FOR IMMEDIATE RELEASE
ATLANTA, February 10, 2023 – The Georgia Alliance for Inflation Reduction welcomed legislation introduced this week by state Senator Billy Hickman, R-Statesboro, that would bar credit card networks from charging millions of dollars in “swipe” fees on sales and excise taxes in an effort to ease inflation for Georgians.
“Charging swipe fees on top of taxes is simply a tax on a tax,” Georgia Retailers Vice President of Government Affairs Ben Cowart said. “Georgians are working hard in the face of near-record inflation. We need to do all we can to protect them against needless fees and charges.”
“The time has come to give Georgians a break and stop the California and New York-based card industry from unfairly taking hundreds of millions of hard-earned dollars out of our state’s economy,” Hickman said. “This legislation would create an economic stimulus at no cost to the state that would help merchants hold down future price increases, create jobs and invest in their communities, all for the benefit of Georgians who have been hit the hardest by the pandemic and inflation. It would also restore fairness to the state’s tax system by removing an unfair cost borne by merchants – and ultimately their customers – when they perform their state-mandated duty to collect these taxes.”

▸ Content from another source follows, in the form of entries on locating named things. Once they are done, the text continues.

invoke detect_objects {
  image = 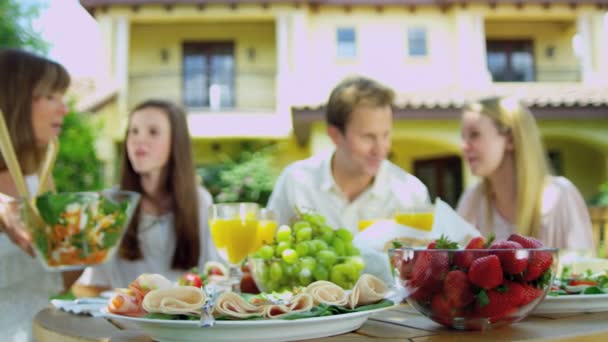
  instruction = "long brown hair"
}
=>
[0,49,70,174]
[119,99,201,269]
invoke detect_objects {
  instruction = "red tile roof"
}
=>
[294,83,608,110]
[80,0,608,9]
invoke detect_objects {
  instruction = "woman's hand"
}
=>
[0,194,34,257]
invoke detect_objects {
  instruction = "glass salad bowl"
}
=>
[17,189,140,271]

In a move to bring swipe fees on taxes under control, Hickman introduced the Consumer Inflation Reduction and Tax Fairness Act in the General Assembly.

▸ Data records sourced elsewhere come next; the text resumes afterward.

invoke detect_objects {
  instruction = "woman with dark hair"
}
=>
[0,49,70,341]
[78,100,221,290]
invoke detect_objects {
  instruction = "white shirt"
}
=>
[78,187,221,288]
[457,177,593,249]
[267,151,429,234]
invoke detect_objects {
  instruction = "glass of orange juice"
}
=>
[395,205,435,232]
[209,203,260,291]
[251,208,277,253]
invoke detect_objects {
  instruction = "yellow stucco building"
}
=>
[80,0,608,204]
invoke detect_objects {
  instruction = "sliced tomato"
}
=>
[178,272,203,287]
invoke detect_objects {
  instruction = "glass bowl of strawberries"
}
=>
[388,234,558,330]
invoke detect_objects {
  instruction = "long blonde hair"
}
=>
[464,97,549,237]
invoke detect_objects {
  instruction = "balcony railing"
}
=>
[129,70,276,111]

The legislation would prohibit card networks – including Visa, Mastercard, American Express and Discover – from charging payment card swipe fees on any amount other than the base purchase price of goods and services, thereby barring swipe fees on sales, alcohol, tobacco and state motor fuel taxes. Violators would pay a civil penalty of at least $1,000 per incident to the retailer, not the state, and be required to refund any swipe fee collected on taxes.

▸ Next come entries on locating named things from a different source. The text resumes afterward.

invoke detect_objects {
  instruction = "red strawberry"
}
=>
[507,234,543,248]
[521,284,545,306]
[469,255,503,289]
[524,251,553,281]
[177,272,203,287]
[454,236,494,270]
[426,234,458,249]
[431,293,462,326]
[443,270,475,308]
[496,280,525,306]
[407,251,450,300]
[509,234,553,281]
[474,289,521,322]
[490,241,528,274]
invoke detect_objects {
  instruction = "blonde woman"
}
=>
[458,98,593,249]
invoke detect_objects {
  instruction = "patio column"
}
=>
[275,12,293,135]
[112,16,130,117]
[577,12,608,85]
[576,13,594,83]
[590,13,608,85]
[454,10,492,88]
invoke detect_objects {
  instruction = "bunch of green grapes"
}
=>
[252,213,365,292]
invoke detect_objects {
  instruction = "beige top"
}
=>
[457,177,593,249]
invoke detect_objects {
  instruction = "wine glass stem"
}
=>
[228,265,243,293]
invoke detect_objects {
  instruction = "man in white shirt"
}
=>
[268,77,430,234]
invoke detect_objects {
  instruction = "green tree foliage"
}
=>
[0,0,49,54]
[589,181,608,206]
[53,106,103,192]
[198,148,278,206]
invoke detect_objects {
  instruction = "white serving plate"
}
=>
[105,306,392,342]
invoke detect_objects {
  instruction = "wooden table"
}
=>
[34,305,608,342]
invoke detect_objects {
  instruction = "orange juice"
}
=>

Unknown to most consumers, merchants are charged a “swipe” fee averaging over 2% of the transaction – including the sales tax – every time a customer pays by credit card. Based on a $100 purchase, that would amount to about $2.25 if the fee only applied to the merchandise. But the fee also applies to the $7 sales tax, costing the merchant another 15 cents for a total of about $2.40. The fees are also applied to other state-mandated taxes, adding to the cost of each alcoholic drink, pack of cigarettes or gallon of gasoline purchased in Georgia.
According to the Federal Reserve, about a third of U.S. purchases are paid for by credit card. Based on state tax revenues, that means Georgia merchants and their customers pay an estimated $123.8 million in swipe fees on sales tax and another $16.6 million on excise taxes on average each year. Altogether, swipe fees collected on taxes amount to about $140 million a year, or about $36 a year for the average Georgia family.
The legislation was welcomed by Anthony Waters, owner of LA Waters Furniture in Statesboro.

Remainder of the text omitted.